In this world, where you stand for humanity or stand for racism, it is imperative to be loud and clear about your principles.
Art and #BLM
Artist Jammie Holmes organized a public demonstration in five cities on May 30th. Airplanes with banners flew over Detroit, Los Angeles, Miami, Dallas, and New York. The banners read, “Please I Can’t Breathe,” and “They’re Going To Kill Me” – Floyd’s last words before his life was snuffed out.
Banksy made a post on Instagram with a powerful statement against a broken white system and the importance of utilizing white privilege to fix that system.

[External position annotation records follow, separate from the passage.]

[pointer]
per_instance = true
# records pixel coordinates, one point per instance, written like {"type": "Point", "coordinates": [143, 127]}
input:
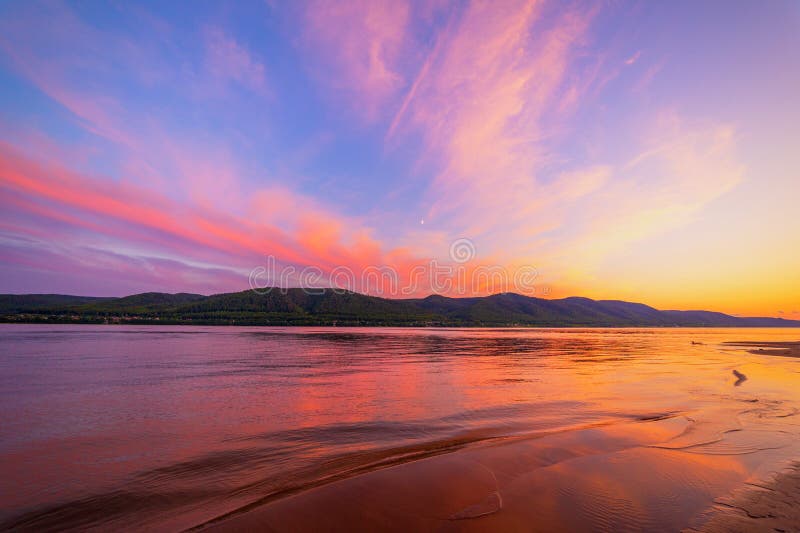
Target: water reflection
{"type": "Point", "coordinates": [170, 427]}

TIME magazine dedicated its cover page to a painting by Titus Kaphar. The African-American painter depicted a black mother consoling a silhouette of a child. “My black mother rescues me yet again,” Kaphar states. “I want to be sure that she is seen. I want to be certain that her story is told.”
The Black Lives Matter movement came to be after the killing of Trayvon Martin, an unarmed teenager fatally shot by a white man. The movement grew with each subsequent unlawful death of a black person at the hands of a white civilian or police officer, and it wasn’t long before art started pouring in.
Tes One, Carly Larsson, Ti-Rock Moore, Nina Chanel Abney, Dáreece Walker, and Dolly Li emphasize the importance of art in driving social change. Art should talk about the present, should criticize those in power, and demand justice. It should empower and comfort and give shape to the outrage.
Art is not a cure-all. On its own, it can’t dismantle systemic oppression or hope to extinguish racism. But “art is therapy,” Dolly Li says. “Especially in the face of tragedy.”
It is not an exaggeration to say that this is a historic moment. Black communities and their allies are rising against a system of government that has silenced black voices for centuries. It is time to speak out. Do your part, however big or small it can be. Follow the example of hundreds of artists and demonstrators spreading the message through their creative work. Step up for equality and justice, and fight to recognize humanity in all.